Spiritual education, or bringing forth the spirit within, is supposed to enable the individual and collectivity to recover that lost identity by identifying the human being metaphorically with the nonhuman worlds around and within us, namely, the natural and the divine.  The formula of metaphor is, “let A be B.”  Of course if this is true, then B is A, and finally we are also left with A is A, and B is B; the same yet different, the glorious structure manifested by “He Who hath been manifested is the Hidden Mystery, the Treasured Symbol, through Whom the letters B and E have been joined and knit together.” (Baha’i Long Obligatory Prayer).   The “same yet different” structure of the symbol is human self-identity and also its identification with what it is not.  The symbol is necessary because human nature does not appear directly.  Rather it appears in spiritual, social, intellectual and natural contexts.  The world, too, does not present itself to us directly, but appears within a mental context called knowledge--i.e. science, art, history, etc. which are conventions of organized awareness. Finally, the divine does not appear directly but, rather, in the form of the Word, which is both a Figure and His Message which is traditionally called Logos, or a revelation.  All these are also aesthetic experiences when communicated for they are not communicated in anything like the way they were experienced.  They must be transformed to be communicated and shared.  This is the work of metaphor.

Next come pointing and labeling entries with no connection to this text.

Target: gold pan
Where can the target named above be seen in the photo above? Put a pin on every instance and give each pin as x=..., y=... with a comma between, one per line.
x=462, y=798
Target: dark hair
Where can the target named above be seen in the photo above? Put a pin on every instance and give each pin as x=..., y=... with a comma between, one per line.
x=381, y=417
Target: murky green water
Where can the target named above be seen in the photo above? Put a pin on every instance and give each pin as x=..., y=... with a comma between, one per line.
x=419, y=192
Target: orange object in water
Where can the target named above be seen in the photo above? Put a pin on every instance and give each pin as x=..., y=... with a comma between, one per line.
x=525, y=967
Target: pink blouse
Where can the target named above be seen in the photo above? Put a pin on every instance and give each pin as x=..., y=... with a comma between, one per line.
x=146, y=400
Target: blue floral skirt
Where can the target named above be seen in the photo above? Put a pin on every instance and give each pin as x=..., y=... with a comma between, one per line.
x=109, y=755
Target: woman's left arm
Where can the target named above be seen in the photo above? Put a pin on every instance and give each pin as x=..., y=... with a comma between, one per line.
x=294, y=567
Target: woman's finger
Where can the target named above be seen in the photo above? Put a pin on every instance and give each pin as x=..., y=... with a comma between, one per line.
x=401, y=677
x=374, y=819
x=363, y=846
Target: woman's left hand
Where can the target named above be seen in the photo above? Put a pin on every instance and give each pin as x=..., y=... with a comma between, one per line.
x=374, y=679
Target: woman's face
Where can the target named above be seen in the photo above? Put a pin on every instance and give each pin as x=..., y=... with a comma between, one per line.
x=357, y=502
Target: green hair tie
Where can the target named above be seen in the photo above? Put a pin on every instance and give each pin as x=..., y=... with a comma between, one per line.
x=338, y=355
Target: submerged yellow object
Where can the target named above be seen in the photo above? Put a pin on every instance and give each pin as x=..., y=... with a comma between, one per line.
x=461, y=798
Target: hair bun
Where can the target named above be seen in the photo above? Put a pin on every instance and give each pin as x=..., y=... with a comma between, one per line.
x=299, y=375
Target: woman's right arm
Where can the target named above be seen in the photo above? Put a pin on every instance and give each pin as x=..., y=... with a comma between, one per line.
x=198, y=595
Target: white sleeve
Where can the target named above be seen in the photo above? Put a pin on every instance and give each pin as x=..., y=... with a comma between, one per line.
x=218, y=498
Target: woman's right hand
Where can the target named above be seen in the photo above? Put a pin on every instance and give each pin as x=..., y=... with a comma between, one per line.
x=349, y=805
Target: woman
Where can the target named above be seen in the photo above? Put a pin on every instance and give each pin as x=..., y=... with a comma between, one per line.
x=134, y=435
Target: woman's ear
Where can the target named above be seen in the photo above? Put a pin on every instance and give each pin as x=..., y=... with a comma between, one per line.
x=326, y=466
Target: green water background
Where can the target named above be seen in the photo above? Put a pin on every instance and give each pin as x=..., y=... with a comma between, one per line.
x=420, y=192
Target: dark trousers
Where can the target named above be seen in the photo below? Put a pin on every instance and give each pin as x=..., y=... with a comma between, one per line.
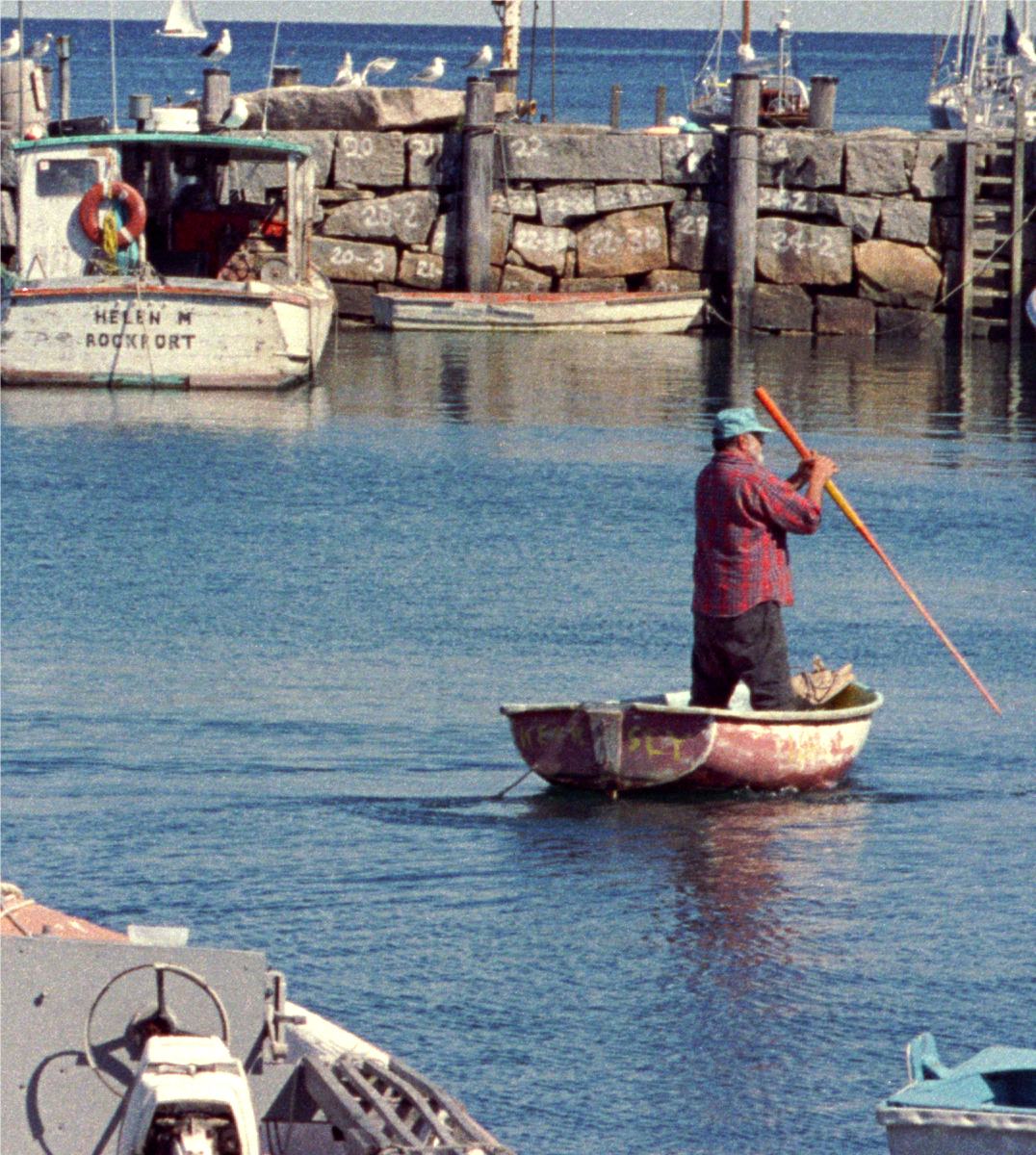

Thus symbols are more than figures and parts of speech. They create us as intellectual and social beings, especially does the sacred symbol do this.  But even on the human level the verb copula of language unites both subject and object in thought and Subject and Subject in Being, because the grammar points to and expresses an inner experience of regeneration in new but renewed identity.  What is new in real education is really the renewed in different form, for the universe is enfolded within each human being.  Symbol and metaphor are an imaginative identity of separate things. It is union, separation and reunion. It is human knowledge. 

1 comment:

  1. Reading this blog today was like seeing a neice or grandchild after an interval and noting how wonderfully and interestingly they have developed. Only in this case I can go back and look at the intervening weeks...Thanks for sharing your insights so faithfully. I like to think of people around the world reading these posts and would love to read their views/applications to human transformation.